Het betoog van [eiser] ter zitting dat de Staat geen belang heeft bij haar weigering om mee te werken, omdat het OM na de betaling in een betere positie komt te verkeren – althans, naar de voorzieningenrechter begrijpt, niet in een slechtere positie komt te verkeren – wordt ook verworpen. Daartoe is het volgende redengevend. Het uitgangspunt van de Staat dat zij (in beginsel) geen geblokkeerd geldbedrag ruilt voor onroerend goed acht de voorzieningenrechter begrijpelijk, gelet op de aard van beide zekerheden. De voorzieningenrechter ziet geen reden op grond waarvan zou moeten worden geoordeeld dat de Staat onrechtmatig handelt door in dit geval niet van dat uitgangspunt af te wijken. De omstandigheden dat tussen partijen niet in geschil is dat de panden op basis van de gepresenteerde cijfers thans een aanzienlijke overwaarde vertegenwoordigen en dat de waarde van onroerend goed zich de afgelopen periode in een opwaartse spiraal bevindt, zijn daartoe onvoldoende redengevend. Nog daargelaten dat onbekend is hoe dit een en ander zich in de toekomst zal ontwikkelen, heeft de voorzieningenrechter er hierbij met name ook acht op geslagen dat [eiser] niet aannemelijk heeft gemaakt dat hij het opgeëiste bedrag niet zelf kan voldoen. [eiser] heeft volstaan met de stelling dat hij hier financieel niet toe in staat is. De Staat heeft daartegenover gewezen op de aanzienlijke inkomsten die [eiser] maandelijks genereert, de middelen die hij daarnaast kennelijk tot zijn beschikking heeft en de omstandigheid dat [eiser] recent nog een deel van die middelen heeft aangewend voor andere doeleinden. In het licht van die gemotiveerde betwisting heeft [eiser] zijn stelling onvoldoende aannemelijk weten te maken. De toelichting die [eiser] ter zitting heeft gegeven ten aanzien van zijn keuze om een geldlening bij een bekende af te lossen uit eigen middelen en een pand aan te kopen, deels uit eigen middelen en deels met een lening van een bekende, kan niet tot een ander oordeel leiden.
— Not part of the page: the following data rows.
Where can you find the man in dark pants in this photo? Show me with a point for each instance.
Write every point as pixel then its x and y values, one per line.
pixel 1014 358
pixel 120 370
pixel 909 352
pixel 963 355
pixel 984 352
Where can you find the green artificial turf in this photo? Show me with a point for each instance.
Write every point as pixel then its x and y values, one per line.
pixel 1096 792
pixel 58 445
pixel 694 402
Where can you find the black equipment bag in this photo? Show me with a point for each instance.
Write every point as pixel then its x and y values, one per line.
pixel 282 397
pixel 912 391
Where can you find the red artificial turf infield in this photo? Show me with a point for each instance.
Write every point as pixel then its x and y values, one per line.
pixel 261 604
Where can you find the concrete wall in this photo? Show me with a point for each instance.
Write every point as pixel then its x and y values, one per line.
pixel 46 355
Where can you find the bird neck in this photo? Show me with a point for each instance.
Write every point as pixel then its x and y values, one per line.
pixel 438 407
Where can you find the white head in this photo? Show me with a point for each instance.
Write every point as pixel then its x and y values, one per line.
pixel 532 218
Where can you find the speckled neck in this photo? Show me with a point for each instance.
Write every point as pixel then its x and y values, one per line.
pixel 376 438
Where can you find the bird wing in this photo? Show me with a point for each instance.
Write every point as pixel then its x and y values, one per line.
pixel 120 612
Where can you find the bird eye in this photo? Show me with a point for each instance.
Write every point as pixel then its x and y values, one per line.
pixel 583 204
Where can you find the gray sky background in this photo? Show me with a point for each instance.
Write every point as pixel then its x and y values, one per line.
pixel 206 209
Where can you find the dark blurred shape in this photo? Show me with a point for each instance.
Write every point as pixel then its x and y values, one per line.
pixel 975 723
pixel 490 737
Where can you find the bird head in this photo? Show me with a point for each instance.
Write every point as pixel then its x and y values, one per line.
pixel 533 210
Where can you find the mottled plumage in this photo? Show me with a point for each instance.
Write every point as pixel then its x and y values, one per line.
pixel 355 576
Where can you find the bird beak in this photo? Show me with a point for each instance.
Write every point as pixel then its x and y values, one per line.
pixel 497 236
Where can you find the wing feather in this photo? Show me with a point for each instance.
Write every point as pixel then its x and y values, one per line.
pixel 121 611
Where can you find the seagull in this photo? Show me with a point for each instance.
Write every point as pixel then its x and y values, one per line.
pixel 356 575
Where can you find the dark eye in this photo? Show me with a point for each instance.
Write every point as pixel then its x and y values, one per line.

Dit maakt juist temeer aannemelijk dat [eiser] heeft gekozen waaraan hij zijn geld wil besteden, niet zijnde de aflossing van de leningen bij ING. Daar komt nog bij dat [eiser] ook niet inzichtelijk heeft gemaakt dat en op welke wijze hij heeft getracht een regeling te treffen met ING bijvoorbeeld door een betalingsregeling aan te gaan of afspraken te maken over een onderhandse verkoop van de panden.
4.5.
De vordering van [eiser] is voor dit deel dan ook niet voor toewijzing vatbaar.
Proceskosten
4.6.
[eiser] zal, als de in het ongelijk gestelde partij, worden veroordeeld in de kosten van dit geding.

5.De beslissing

De voorzieningenrechter:
5.1.
verklaart [eiser] deels niet-ontvankelijk in zijn vordering en wijst de vordering voor het overige af;
5.2.
veroordeelt [eiser] in de kosten van dit geding, tot dusverre aan de zijde van de Staat begroot op € 1.606,--, waarvan € 980,-- aan salaris advocaat, € 626,-- aan griffierecht;
5.3.
verklaart deze kostenveroordeling tot zover uitvoerbaar bij voorraad.
Dit vonnis is gewezen door mr. G.P. van Ham en in het openbaar uitgesproken op 20 augustus 2018.